2016-10-03 02:52:00

Indonesian Catholic woman has no problem living in Muslim family


The Second Indonesian Youth Day (IYD) being hosted by the Diocese of Manado began on Oct. 1, with 2600 youth from the country’s 37 dioceses living the first three days of the event in families of 37 parishes of the diocese.  They have been allotted to mostly Catholic families, but also to Protestant and a few Muslim families.  The theme of the Oct. 1-6 event, “The Joy of Gospel Amidst a Plural Society in Indonesia”, intends to emphasize and demonstrate that as a minority group, Catholics want and can live in harmony and brotherhood with people with other religions, especially Muslims who form nearly 90 percent of Indonesia over 250 million population. 

To find out how this live-in programme is working out at the ground level, we journalist covering the IYD made a two-hour trip on Sunday, Oct. 2, to the Parish of the Sacred Heart of Jesus, Tanawangko, a 2-hour drive from Manado, the capital of the North Sulawesi province.  As we drove along the winding road under a bright sky, with the beautiful calm sea occasionally visible onto our right and the lush green slope rising on our left with the ubiquitous coconut palms towering over them, we thought as much of the calm and peace among the people of those lands and hamlets living together in harmony.  And true enough, we weren’t disappointed.

Fr. Dino Kalalo, the parish priest of the Sacred Heart of Jesus said he is accommodating 74 IYD young people from Bandung Diocese in 9 locations in his parish.  The village has a sizeable number of Protestants belonging to several denominations and together with Catholics, Christians are more than Muslims, but there is no tension at all among the followers of different faiths.  Fr. Dino said he allotted two IYD participants to Muslim families, and those families considered it a privilege being chosen to host the young Catholics. He also said there is no radicalism among the followers of the faiths, with each person freely practising his or her religion.

When we visited the remote village of Kumu of the Sacred Heart of Jesus Parish to meet some of the IYD young people living with the local families, we were given a surprise by the village headman.  His men quickly clambered up the surrounding coconut trees to fetch us green coconuts to drink. There we met Veronica Dina Maryani, a 21-year old young Catholic woman from Bandung, West Java, who is living in a Muslim family in the village of Poopoh.  This has been easy for her because of the environment she has grown up in back home.  Her father and three paternal uncles are Catholic while three others are Muslim.  

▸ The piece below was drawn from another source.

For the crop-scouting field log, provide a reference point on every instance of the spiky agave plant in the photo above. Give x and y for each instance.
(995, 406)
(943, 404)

Veronica told us that back home in Bandung, there are 22 Catholic families and two Muslim families in her neighbourhood, but there is great brotherhood and tolerance among them and other religions.  They not only celebrate common occasions, such as the national independence and the harvest festival but also get together to mark the festivities of Muslims, Christians, Buddhists and other religions in one another’s homes.  Together they also observe the Indonesian tradition of visiting the cemetery to pay homage to the ancestors.  

Veronica said that in Poopoh she has no problem staying in the family of Sarah Sumah, formerly a Catholic who converted to Islam by marriage.  She said she has accepted Sarah as her “mother” for the three days and she feels very much at home.  “I’m proud to be a Catholic, and am proud to stay with Muslims and people of other religions in the world, especially in Indonesia and West Java,” she told us.  However, Veronica explained that in such situations there should be mutual respect for the religious sentiments of others.  Later, meeting Veronica’s ‘mother’ in Poopoh village, we were assured again by Sarah that there has been no problem for her to have Veronica living in her home.  Sarah also noted that she has learnt a traditional Javanese dish from Veronica, which they prepared together.